Negro Amaro is a vigorous variety that requires green harvesting in order to produce quality grapes. It is less sensitive to drought than many other varieties and is also quite resistant to several of the typical vineyard diseases.

The grape is slightly aromatic, with medium acidity, and medium to medium high tannins. Deep in colour, it also provides flavours of dark skinned berries such as plums. You might also find some spiciness in there.

You can find Negro Amaro wines, as varietals but also blended with Malvasia as well as Primitivo. You cannot however be sure of a one-hundred percent varietal as there is no DOC that requires this. Instead it is up to the individual producer to decide whether not to blend or to do so. Most DOCs’ prescribe eighty-five to ninety percent of the grape in order to put its name on the label.

A minimum of 90% of Negro Amaro

  • Rosso Negroamaro di Terra d’Otranto DOC
  • Negro Amaro (or Negroamaro) Salice Salentano DOC
  • Superiore Leverano DOC

A minimum of 85% of Negro Amaro

  • Negro Amaro (or Negroamaro) Squinzano DOC
  • Negroamaro Brindisi DOC
  • Negroamaro Galatina DOC
  • Negroamaro Lizzano DOC (blending grapes specified)

However, most of the DOC’s mentioned in the lists will also produce a wine labelled Rosso which requires between sixty and seventy-five percent of Negroamaro. Also, these could be pure varietals e.g. one-hundred percent Negro Amaro, but this information is not required to be exposed on the label.

Negro Amaro blended with Malvasia Nera di Brindisi and/or Primitivo you will find in Alezio DOC, Copertino DOC, Matino DOC, and Nardò DOC.

All of the DOC’s permits the production of Rosato wines, e.g. Rosé.

Varietals can also be produced as an IGP, for example the more generic IGP Salento. There the requirement is a minimum of eighty-five percent of the character grape.

Food pairing
Negro Amaro pairs excellently with the typical, rustic food of southern Italy. Rich in flavours and a bit salty, it is matched deliciously by a varietal or blended Negro Amaro wine. Look for a rich Spaghetti dish, Roasted Pork, or Roasted Lamb. Serve the wine at 14-16°C/57-61°F.

Where is it grown?
In spite of having lost thirty-one percent of its plantings in the first decade on this century, Negro Amaro is still the seventeenth most planted grape in Italy. In 2010, plantings were 11.460 ha/28,318 ac. The vast majority of these are found in Apulia, on the “heel” of the Italian boot, with a focus on the regions around Lecce (fifty-two percent), Brindisi (forty percent), and Taranto (six percent).

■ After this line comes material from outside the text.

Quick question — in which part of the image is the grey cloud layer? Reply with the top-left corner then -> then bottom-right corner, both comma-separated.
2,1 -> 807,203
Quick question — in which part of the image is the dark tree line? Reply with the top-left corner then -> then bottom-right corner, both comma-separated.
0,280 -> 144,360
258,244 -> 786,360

Reports of plantings from outside of Italy have not been found.

Negro Amaro is recognised as being indigenous to southern Italy, most likely from the area of the Salento peninsula where it now has its heartland. It is not farfetched to hypothesise that it could have originated in Greece, given the vicinity to Corfu in Greece, and to Albania (which for periods of time has been part of Greece). No evidence for supporting this hypothesis has, however, yet been presented.